After days of uncontrollable mind racing thoughts, I binge drank to shut my brain down. Nights of heavy drinking eventually led to hopeless depression, thoughts of suicide, and extreme loneliness. Then the hallucinations surfaced. Slowly at first with me just hearing my name, but the delusions built to assaulting voices telling me to hurt myself, and others. Luckily, I had the awareness to call my parents and tell them I needed to come home.
It took me six long years of different colleges, treatment plans and hard work before I returned to American University and finished my degree. Now, as I travel around the country regularly speaking to college freshmen orientations, I look out at the thousands of eager students, and let them know college is a great time for them to work on their mental health. It’s a time of growth and newness that offers some of the best opportunities to learn about oneself.
Here are some vital mental health tips as students get back to class:
1. Change can be a trigger.
The first time you’re on your own it can be a really freeing feeling. However, that major change can also bring out a person’s first episode of a mental health disorder or cause a lot of anxiety/nervousness. Finding a healthy way to deal with the change like talking about the emotions with friends/family, writing about it, exercising, or connecting with others are healthy steps.
2. Get some sleep.
Most students didn’t sleep a lot in high school and typically they sleep less in college. The brain doesn’t fully mature until the age of 25. Getting more than six hours of sleep helps the brain continue to develop, allows a person to retain more knowledge, and provides better health overall. The myth of pulling all nighters for last minute papers or studying is never more effective than getting sleep.
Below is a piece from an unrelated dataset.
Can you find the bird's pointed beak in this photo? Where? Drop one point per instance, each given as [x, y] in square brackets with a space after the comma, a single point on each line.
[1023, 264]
3. Think About How You Cope.
The ways that students cope with difficult events like rejection, loss and change in high school can carry over to college. The longer a person uses a coping mechanism the harder it can be to change. Students who come to college that are coping by isolating themselves, abusing drugs/alcohol, zoning out with TV or video games, or other negative methods have a chance to take time and develop healthier ways to cope with life’s challenges.
4. If You Have a Mental Health Disorder Have a Plan.
For students that already have a diagnosed mental health disorder, it’s vital to know what support you need before you go to college. Talking to a mental health professional to determine what kinds of resources are available is a good first step. Have regular check ins with family/friends to monitor any changes. Set up an appointment with the counseling center to learn more about what is available on campus. Try to normalize mental health as a part of a student’s life rather than solely focusing on or isolating the mental health disorder.
5. Make Mistakes.
Students feel a lot of pressure to never mess up or fail, but those experiences are a part of life and can help people become much stronger. As students go through a process of learning about themselves, mistakes are bound to happen. The best way to achieve positive mental health is to learn from past mistakes.